Recently, I was offered for sale a homemade CD from a local belly dancer. It was a compilation featuring a variety of oriental music, sold in a plastic sleeve with a photo of the dancer, and with no track listing or other information.
At £10 a CD, it's obviously a nice way of supplementing a dancer's income, particularly at workshops where eager students can clamber to purchase the track used in the class. But this brings with it unfortunate consequences.
I can try to explain more about the implications of music piracy, but it's probably better to watch Beata Cifuentes, one of the victims of this type of crime, explaining for himself.
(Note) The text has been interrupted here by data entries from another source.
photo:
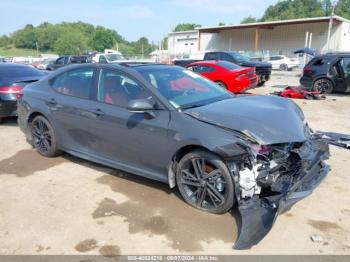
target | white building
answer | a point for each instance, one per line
(183, 43)
(276, 37)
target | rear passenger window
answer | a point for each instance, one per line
(205, 69)
(77, 83)
(115, 88)
(319, 62)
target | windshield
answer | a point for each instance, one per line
(114, 57)
(228, 65)
(238, 57)
(183, 88)
(20, 71)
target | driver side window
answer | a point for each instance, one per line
(60, 61)
(345, 65)
(116, 88)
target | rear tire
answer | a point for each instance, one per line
(261, 83)
(323, 85)
(284, 67)
(205, 182)
(44, 137)
(222, 84)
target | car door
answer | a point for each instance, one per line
(126, 138)
(345, 73)
(70, 107)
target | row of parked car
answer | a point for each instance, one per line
(324, 73)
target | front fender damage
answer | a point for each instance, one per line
(272, 181)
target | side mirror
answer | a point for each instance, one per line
(142, 106)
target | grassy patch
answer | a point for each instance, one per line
(11, 52)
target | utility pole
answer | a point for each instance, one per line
(37, 48)
(330, 25)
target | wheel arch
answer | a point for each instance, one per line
(323, 77)
(180, 153)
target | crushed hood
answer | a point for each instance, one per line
(269, 119)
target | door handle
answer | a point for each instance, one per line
(97, 112)
(51, 102)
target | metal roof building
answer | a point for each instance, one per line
(277, 37)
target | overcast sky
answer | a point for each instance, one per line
(130, 18)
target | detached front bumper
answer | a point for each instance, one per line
(258, 214)
(8, 108)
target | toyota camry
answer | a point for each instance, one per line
(256, 154)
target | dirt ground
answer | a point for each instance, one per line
(69, 206)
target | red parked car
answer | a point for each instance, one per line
(228, 75)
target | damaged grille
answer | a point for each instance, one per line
(274, 170)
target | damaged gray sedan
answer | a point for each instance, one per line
(251, 153)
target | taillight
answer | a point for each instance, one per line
(19, 96)
(13, 89)
(307, 70)
(240, 76)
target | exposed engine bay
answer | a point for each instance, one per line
(271, 179)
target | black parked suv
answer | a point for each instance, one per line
(328, 73)
(263, 70)
(66, 60)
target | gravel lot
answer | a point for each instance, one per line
(69, 206)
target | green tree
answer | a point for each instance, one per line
(25, 38)
(185, 27)
(71, 43)
(249, 20)
(4, 41)
(291, 9)
(164, 43)
(102, 39)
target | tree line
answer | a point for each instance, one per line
(292, 9)
(74, 38)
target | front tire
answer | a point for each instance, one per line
(44, 137)
(284, 67)
(205, 182)
(323, 85)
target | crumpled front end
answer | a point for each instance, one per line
(270, 179)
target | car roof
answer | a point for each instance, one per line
(207, 62)
(13, 65)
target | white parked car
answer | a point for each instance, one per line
(108, 57)
(283, 63)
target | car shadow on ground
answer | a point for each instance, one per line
(153, 208)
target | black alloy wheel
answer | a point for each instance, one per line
(323, 85)
(283, 67)
(205, 182)
(43, 137)
(222, 84)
If you want to understand more about how much of the heart and soul of an artist goes into producing original oriental music, I would also recommend reading Yasmina of Cairo's article in this months NADA magazine.
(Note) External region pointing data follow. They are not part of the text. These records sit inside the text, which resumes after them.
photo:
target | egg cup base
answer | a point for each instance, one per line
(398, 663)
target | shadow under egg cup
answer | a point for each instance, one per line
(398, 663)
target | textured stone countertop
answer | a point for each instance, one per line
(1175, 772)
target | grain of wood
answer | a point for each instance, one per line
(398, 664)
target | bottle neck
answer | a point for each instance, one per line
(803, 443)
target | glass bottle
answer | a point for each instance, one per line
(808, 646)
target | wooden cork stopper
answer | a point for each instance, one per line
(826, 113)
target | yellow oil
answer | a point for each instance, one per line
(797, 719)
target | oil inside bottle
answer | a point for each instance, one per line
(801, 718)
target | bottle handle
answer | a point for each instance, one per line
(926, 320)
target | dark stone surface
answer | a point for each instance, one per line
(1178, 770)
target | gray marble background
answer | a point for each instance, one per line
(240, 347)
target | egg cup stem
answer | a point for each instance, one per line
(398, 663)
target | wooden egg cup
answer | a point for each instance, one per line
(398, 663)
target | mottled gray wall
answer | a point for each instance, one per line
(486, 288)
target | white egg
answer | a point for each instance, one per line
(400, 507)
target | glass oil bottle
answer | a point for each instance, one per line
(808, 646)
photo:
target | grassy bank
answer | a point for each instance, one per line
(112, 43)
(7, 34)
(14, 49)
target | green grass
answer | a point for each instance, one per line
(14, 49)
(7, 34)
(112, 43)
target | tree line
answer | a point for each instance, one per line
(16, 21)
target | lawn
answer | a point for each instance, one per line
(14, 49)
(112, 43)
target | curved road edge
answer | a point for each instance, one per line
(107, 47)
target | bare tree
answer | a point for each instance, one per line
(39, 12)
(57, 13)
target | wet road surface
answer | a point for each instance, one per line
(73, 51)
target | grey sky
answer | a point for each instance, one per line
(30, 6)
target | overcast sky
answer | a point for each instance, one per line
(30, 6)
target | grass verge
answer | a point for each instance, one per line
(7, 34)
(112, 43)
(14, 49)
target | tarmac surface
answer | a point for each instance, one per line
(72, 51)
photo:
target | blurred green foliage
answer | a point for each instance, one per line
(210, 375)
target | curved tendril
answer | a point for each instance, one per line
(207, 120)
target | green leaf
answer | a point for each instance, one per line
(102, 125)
Finally, this is one of my favourite CDs:
This music was produced by Jennifer Carmen of Layali El Sharq music. One of the tracks is a beautiful Baladi accordion progression, played by Sheikh Taha (for more about Sheikh Taha read the latest issue of Mosaic magazine). Last month, I watched an experienced professional performer dance a lovely rendition to this very piece. I approached the performer later that evening to speak to her about what is one of my favourite pieces of music. But I quickly discovered that she wasn't even aware of where the music had come from, let alone know the name of the artist. And she was far from understanding the story behind it (which you can read here).
In the Arabic Dance world, performers are increasingly conscious of finding out exactly what style they are dancing to, ensuring that they understand the lyrics and are sensitive to the culture which the music comes from. So why should so many of these same artists have no reservation about disrespecting the artistry and hard work that goes into producing the very recordings that they dance to?